TAMPA, Fla. — The 2012 presidential election could hinge on Medicare, yet most lawmakers featured at the Republican National Convention gave it the silent treatment.
That may be because the issue hasn’t polled well so far for Republicans. A Quinnipiac University Poll released a few days before the convention showed that two-thirds of voters surveyed in Florida, Ohio and Wisconsin — all swing states — prefer the current Medicare system to that advocated by vice presidential pick Paul Ryan, who has called for letting seniors use vouchers to buy a portion of their care on the private market.
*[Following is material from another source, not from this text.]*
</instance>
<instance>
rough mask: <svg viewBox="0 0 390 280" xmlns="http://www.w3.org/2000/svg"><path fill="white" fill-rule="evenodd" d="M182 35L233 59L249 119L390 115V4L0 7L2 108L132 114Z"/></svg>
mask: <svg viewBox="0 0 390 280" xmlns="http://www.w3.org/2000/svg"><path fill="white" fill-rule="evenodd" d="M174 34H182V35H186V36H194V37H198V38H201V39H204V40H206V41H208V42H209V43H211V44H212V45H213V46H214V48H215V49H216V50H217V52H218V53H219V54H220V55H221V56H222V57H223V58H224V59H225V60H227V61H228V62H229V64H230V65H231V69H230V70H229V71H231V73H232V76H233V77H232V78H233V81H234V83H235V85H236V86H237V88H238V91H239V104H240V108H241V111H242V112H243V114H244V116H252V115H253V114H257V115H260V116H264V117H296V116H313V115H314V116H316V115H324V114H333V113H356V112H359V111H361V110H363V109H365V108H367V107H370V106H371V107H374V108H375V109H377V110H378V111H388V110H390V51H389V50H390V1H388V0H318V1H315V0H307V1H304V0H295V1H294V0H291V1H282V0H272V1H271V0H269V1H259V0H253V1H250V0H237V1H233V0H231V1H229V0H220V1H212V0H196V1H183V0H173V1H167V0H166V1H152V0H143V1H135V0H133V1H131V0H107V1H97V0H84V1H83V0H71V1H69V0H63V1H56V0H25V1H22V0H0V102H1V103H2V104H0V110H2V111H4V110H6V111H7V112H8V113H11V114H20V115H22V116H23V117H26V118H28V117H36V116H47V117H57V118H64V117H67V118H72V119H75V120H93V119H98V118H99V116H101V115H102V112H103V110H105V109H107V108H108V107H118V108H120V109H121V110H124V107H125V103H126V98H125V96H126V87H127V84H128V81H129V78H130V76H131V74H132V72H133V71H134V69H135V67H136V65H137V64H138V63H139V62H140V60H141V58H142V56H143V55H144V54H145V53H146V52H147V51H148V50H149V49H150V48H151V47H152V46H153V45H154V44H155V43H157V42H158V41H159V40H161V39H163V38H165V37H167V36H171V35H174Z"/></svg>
Indeed, the only prime-time speaker to highlight the issue was Mr. Ryan, who mentioned “Medicare” seven times during his Wednesday night address.
“Medicare is a promise, and we will honor it,” he said. “A Romney-Ryan administration will protect and strengthen Medicare, for my mom’s generation, for my generation, and for my kids and yours.”
Mr. Ryan was the architect of the Roadmap to Prosperity, a series of House bills that advocated reforming Medicare through market-based competition. The Romney-Ryan plan calls for restoring the $716 billion cut from Medicare to fund the Affordable Care Act, also known as Obamacare.
Nonetheless, it was clear that Republican strategists were reluctant to spend too much time explaining the details of the ticket’s Medicare reform ideas. Which is unfortunate, because Medicare could be a winning issue for Republicans, according to former New York Lt. Gov. Betsy McCaughey.
“I don’t believe it’s a sticky issue,” said Mrs. McCaughey, author of “Obama Health Law: What It Says and How to Overturn It” (Encounter, 2010). “There was so little emphasis on Medicare, it puzzles me. I guess political professionals believe the American public can’t handle the facts, when in fact they’re hungry for the facts.”
Mrs. McCaughey spoke Monday as part of “Newt University,” a series of in-depth policy talks hosted by former House Speaker and presidential candidate Newt Gingrich during the convention. Her focus: the impact of Obamacare on Medicare.
Her presentation raised the specter of thousands of senior citizens being denied adequate health care under the Affordable Care Act, the result of its cuts in payments to doctors and hospitals. Democrats have said the reductions will come from waste, fraud and abuse, but Mrs. McCaughey said hospitals have historically dealt with cuts by cutting back on nursing shifts.
“Every study shows that hospitals respond to cuts by reducing the number of nurses, so when you push the button, nobody’s there,” said Mrs. McCaughey. “We have lots of evidence showing that when hospital payment rates are cut, seniors are less able to survive.”
Mr. Ryan did take aim at Obamacare in his speech, saying the president’s decision to raid Medicare to fund the Affordable Care Act means “an obligation we have to our parents and grandparents is being sacrificed, all to pay for a new entitlement we didn’t even ask for.”
The Obama campaign struck back by denouncing Mr. Ryan’s comments and accusing him of wanting to replace Medicare payments with vouchers. The Ryan road map calls for allowing future Medicare recipients to pay for part of their health coverage with vouchers on the private market.
“Ryan said that he and Romney would save Medicare for future generations,” said Obama campaign blogger Melanie Garunay. “Their plan would actually replace Medicare as we know it with a voucher system — raising costs for seniors.”
What most voters don’t realize, Mrs. McCaughey said, is that in October, the Affordable Care Act begins rewarding hospitals that find ways to cut costs and penalizing hospitals that raise costs with demerits that lead to reductions in funding.
She said the time is ripe for Republicans to “get the facts out” by connecting the dots between Obamacare’s spending cuts and the predicted degradation in health care.
“I’m not criticizing what Republicans are doing, but I’m confident that if they can break through the noise and present clear facts, backed by scientific journals and research, that they will win the Medicare debate,” she said.